Storage
Function Fuse Storage classes define how the results produced by Nodes
are stored. All Workflows can have a Storage class attached using the
set_storage()
method. We use the storage_factory
to instantiate
a storage object from a configuration dictionary, with “kind” key
indicating the storage class to use, and “options” providing class-specific
options:
from functionfuse.storage import storage_factory
opt = {
"kind": "file",
"options": {
"path": "storage"
}
}
storage = storage_factory(opt)
The basic template for using a storage object looks as follows:
from functionfuse.backends.builtin.localback import LocalWorkflow
the_workflow_name = "operations"
local_workflow = LocalWorkflow(node1, workflow_name=the_workflow_name)
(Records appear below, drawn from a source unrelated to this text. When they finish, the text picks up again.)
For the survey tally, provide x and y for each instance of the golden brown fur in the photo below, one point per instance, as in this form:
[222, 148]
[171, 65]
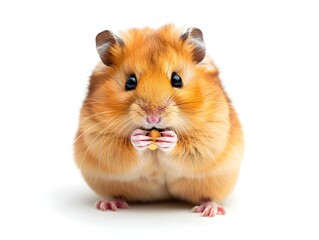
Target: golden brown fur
[206, 159]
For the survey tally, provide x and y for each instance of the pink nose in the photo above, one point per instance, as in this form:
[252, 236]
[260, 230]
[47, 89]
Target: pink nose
[153, 119]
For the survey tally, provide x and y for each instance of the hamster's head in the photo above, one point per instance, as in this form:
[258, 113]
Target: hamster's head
[152, 79]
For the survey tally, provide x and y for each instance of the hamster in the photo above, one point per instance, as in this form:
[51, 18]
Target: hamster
[158, 79]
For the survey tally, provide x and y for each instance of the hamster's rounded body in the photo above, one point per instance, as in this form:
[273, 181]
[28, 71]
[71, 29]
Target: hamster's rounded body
[136, 89]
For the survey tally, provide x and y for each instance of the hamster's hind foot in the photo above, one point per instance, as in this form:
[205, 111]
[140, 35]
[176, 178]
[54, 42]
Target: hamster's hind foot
[209, 209]
[111, 204]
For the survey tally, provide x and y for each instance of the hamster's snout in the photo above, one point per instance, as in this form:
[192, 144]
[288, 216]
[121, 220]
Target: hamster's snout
[153, 115]
[153, 119]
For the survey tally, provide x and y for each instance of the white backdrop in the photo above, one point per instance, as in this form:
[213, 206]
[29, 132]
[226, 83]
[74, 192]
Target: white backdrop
[268, 56]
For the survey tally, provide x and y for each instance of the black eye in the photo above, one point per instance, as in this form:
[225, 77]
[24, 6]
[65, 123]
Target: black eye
[131, 83]
[176, 80]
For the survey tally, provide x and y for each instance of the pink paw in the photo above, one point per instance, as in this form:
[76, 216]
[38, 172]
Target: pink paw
[168, 140]
[112, 204]
[209, 209]
[140, 140]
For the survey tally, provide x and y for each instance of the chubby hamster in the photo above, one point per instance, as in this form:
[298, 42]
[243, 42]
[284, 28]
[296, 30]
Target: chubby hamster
[158, 79]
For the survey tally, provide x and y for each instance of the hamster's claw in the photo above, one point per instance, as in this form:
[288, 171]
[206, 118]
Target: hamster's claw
[140, 140]
[168, 140]
[112, 204]
[209, 209]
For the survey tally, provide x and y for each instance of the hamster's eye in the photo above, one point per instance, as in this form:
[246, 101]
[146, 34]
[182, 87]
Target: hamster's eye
[176, 80]
[131, 83]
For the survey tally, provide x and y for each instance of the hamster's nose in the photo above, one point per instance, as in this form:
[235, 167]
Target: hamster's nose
[153, 119]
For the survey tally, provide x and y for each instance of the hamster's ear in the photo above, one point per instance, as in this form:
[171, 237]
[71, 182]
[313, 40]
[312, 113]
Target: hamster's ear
[195, 37]
[104, 42]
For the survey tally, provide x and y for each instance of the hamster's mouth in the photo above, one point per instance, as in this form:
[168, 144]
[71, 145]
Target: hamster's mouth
[158, 129]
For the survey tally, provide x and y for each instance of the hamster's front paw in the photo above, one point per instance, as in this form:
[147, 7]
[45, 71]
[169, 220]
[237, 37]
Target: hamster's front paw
[168, 140]
[140, 140]
[209, 209]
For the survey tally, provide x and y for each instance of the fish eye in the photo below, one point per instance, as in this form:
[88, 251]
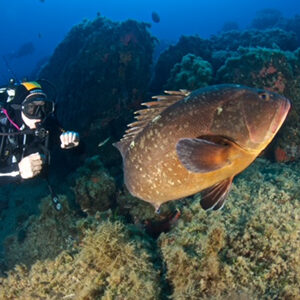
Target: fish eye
[264, 96]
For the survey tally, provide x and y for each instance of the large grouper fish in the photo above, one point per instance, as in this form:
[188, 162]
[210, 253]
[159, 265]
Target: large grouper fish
[187, 142]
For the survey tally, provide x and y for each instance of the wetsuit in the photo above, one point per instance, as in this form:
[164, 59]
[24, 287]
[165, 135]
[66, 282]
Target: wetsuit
[15, 147]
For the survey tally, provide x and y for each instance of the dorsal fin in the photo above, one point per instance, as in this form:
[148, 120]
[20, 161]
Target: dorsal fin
[144, 116]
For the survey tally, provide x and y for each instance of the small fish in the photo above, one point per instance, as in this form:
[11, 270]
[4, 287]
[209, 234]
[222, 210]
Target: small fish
[155, 17]
[101, 144]
[185, 143]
local_workflow.set_storage(storage)
_ = local_workflow.run()
This will set the FileStorage
object declared above into the
LocalWorkflow
and the combination of the backend and the storage
dictate how and where node outputs are saved.
After running a workflow, instantiating a storage class with identical options will provide access to list and read task results from storage:
from functionfuse.storage import storage_factory
opt = {
"kind": "file",
"options": {
"path": "storage"
}
}
storage = storage_factory(opt)
all_tasks = storage.list_tasks(workflow_name=the_workflow_name, pattern="*")
print("All graph node names: ", all_tasks)
node2_result = storage.read_task(workflow_name=the_workflow_name, task_name="node2")
Serializers
Storage can utilize Serializers attached to the storage object. The intention of serializers is to be able to flexibly assign custom serialization approaches for certain types of objects to any storage object. For example, to utilize custom serialization of dask arrays to hdf5 files (rather than using pickle to dump to file), register the DaskArraySerializer:
from functionfuse.storage import storage_factory
from functionfuse.serializers.daskarray import DaskArraySerializer
opt = {
"kind": "file",
"options": {
"path": "storage"
}
}
storage = storage_factory(opt)
storage.register_persistent_serializers(DaskArraySerializer)
Protocols
Different storage classes may use different Protocols
for opening, reading to, and writing from files. To make serializers, and other
functions that might want to interface with a storage object, aware of the
protocols a storage class uses, each storage class implements a protocols
dictionary that is passed to the pickle
and unpickle
functions used by
serializers. Currently there are 2 default keys used by this dictionary
(FILE_PROTOCOL
, S3_PROTOCOL
) that custom pickle functions can reference
for how to access the file protocols used by the storage class.